Healthy Girls Save the World visit BeAM

Girls from Healthy Girls Save the World at their recent visit to BeAM
Girls from Healthy Girls Save the World at their recent visit to BeAM. The girls spent time with us learning how to create molds, using Alginate. (photos by Lars Sahl)

Recently, BeAM at Murray Hall welcomed two groups of girls from Healthy Girls Save the World (HGSW). This organization focuses on inspiring girls to be joyful, healthy and confident using a fun, experience-based curriculum, which partners with universities and colleges to promote health and women’s empowerment. HGSW mobilizes university students to take resources available to them on a college campus and transform them into programming for girls in the surrounding community.

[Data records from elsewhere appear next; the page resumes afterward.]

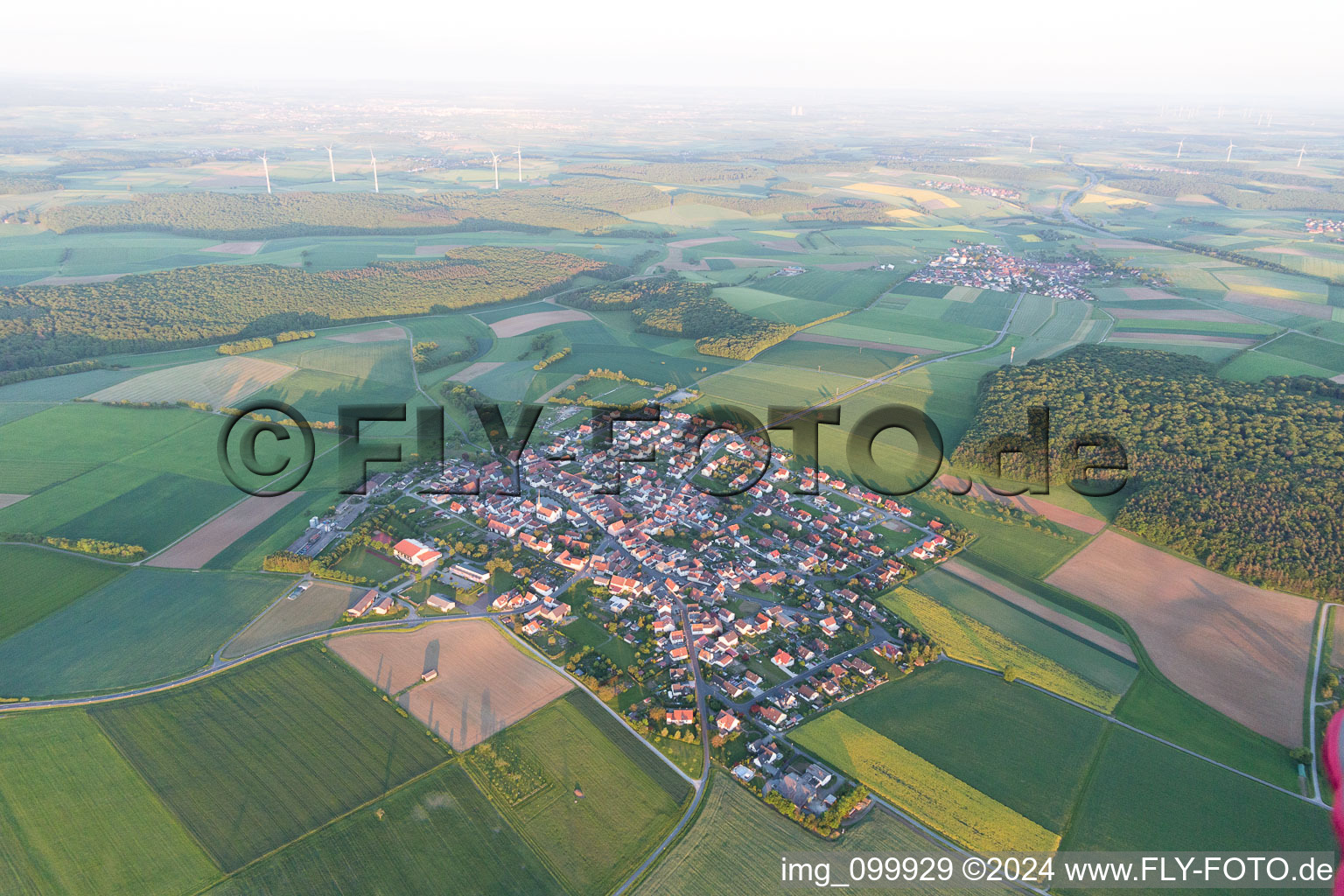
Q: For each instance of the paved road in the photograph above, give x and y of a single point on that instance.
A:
(1311, 696)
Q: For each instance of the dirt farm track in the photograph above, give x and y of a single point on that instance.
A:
(484, 682)
(1241, 649)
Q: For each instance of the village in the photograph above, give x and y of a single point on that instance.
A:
(692, 615)
(985, 266)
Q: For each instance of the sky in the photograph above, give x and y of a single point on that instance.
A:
(1143, 47)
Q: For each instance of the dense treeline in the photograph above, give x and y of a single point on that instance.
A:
(674, 306)
(1239, 258)
(193, 305)
(844, 211)
(579, 206)
(55, 369)
(770, 205)
(1243, 477)
(95, 547)
(1321, 195)
(27, 185)
(674, 172)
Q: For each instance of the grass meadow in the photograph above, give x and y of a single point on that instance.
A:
(256, 758)
(436, 830)
(929, 793)
(1015, 745)
(593, 841)
(1073, 653)
(144, 626)
(78, 820)
(1145, 795)
(42, 582)
(735, 843)
(967, 639)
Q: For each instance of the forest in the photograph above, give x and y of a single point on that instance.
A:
(589, 206)
(1243, 477)
(674, 306)
(1306, 193)
(42, 326)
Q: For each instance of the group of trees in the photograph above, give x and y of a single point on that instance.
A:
(1228, 188)
(674, 306)
(95, 547)
(1243, 477)
(42, 326)
(11, 185)
(581, 205)
(257, 343)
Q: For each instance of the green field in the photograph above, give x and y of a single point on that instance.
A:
(433, 830)
(847, 289)
(145, 626)
(1308, 349)
(1019, 746)
(735, 843)
(1251, 367)
(256, 758)
(1028, 551)
(1145, 795)
(589, 843)
(1160, 708)
(42, 582)
(929, 793)
(1108, 672)
(972, 641)
(78, 820)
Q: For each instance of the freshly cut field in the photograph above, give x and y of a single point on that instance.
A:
(471, 373)
(40, 582)
(735, 843)
(967, 639)
(78, 820)
(1077, 654)
(220, 383)
(858, 343)
(318, 607)
(1311, 349)
(1026, 502)
(379, 335)
(944, 802)
(536, 320)
(1146, 795)
(255, 758)
(1238, 648)
(198, 549)
(242, 248)
(594, 841)
(461, 705)
(1180, 315)
(1035, 607)
(1018, 746)
(147, 625)
(434, 830)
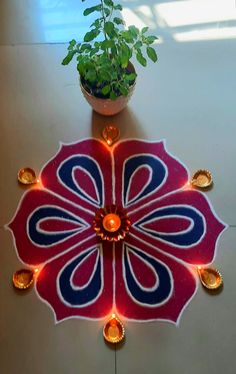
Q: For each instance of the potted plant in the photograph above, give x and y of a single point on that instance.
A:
(107, 76)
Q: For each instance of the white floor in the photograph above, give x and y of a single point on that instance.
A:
(189, 99)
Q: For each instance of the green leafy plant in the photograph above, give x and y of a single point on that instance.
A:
(104, 55)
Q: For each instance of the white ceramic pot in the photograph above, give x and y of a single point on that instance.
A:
(108, 107)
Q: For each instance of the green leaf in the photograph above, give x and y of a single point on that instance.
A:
(118, 21)
(107, 44)
(134, 31)
(107, 12)
(150, 39)
(92, 9)
(91, 35)
(130, 77)
(113, 95)
(93, 51)
(138, 45)
(109, 3)
(118, 7)
(68, 58)
(144, 29)
(109, 28)
(106, 89)
(91, 75)
(124, 90)
(142, 60)
(152, 54)
(105, 76)
(127, 36)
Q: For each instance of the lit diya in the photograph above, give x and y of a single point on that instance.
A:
(23, 279)
(27, 176)
(111, 223)
(202, 179)
(111, 134)
(210, 278)
(114, 331)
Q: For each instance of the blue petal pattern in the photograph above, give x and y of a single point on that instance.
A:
(66, 171)
(79, 297)
(49, 238)
(163, 288)
(181, 239)
(158, 174)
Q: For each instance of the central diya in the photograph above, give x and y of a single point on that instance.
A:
(111, 223)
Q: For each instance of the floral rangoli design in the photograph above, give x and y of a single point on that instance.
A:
(150, 274)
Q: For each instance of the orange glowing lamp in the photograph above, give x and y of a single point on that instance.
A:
(110, 134)
(23, 279)
(210, 278)
(114, 331)
(27, 176)
(111, 222)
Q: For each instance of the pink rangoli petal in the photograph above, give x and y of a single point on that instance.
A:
(82, 173)
(196, 244)
(174, 288)
(94, 298)
(162, 173)
(35, 245)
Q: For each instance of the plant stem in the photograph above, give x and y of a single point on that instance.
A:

The girls spent time with us learning how to create molds, using Alginate, into which they put fingers or hands, creating a mold as the compound hardened. Having created the mold, the girls then had the staff pour resin into it, which after setting and removal of the mold, created a perfect replica of the fingers they had stuck in the original mold material.

HGSW believe that every girl deserves a positive space in her community where she is encouraged to learn what it means to be healthy on the inside and out, as well as given the resources to do so. The HGSW team works to organize low-cost events on the UNC Chapel Hill campus that foster the development of healthy habits related to proper nutrition, physical activity, and overall healthy lifestyles for girls.

Innovation and collaboration are the heartbeat of academic life on a college campus, and it is HGSW’s effort to maximize the potential of these forces that makes the organization distinctively sustainable. The successes of their past events have demonstrated that these invaluable resources are all readily available for the benefit of local girls at little to no cost, but require the creative organization and partnerships that HGSW continues to develop on a daily basis.

BeAM (Be a Maker) is a network of makerspaces at UNC, which encourages and supports the making of physical objects for education, research, entrepreneurship and recreation by students, faculty and staff.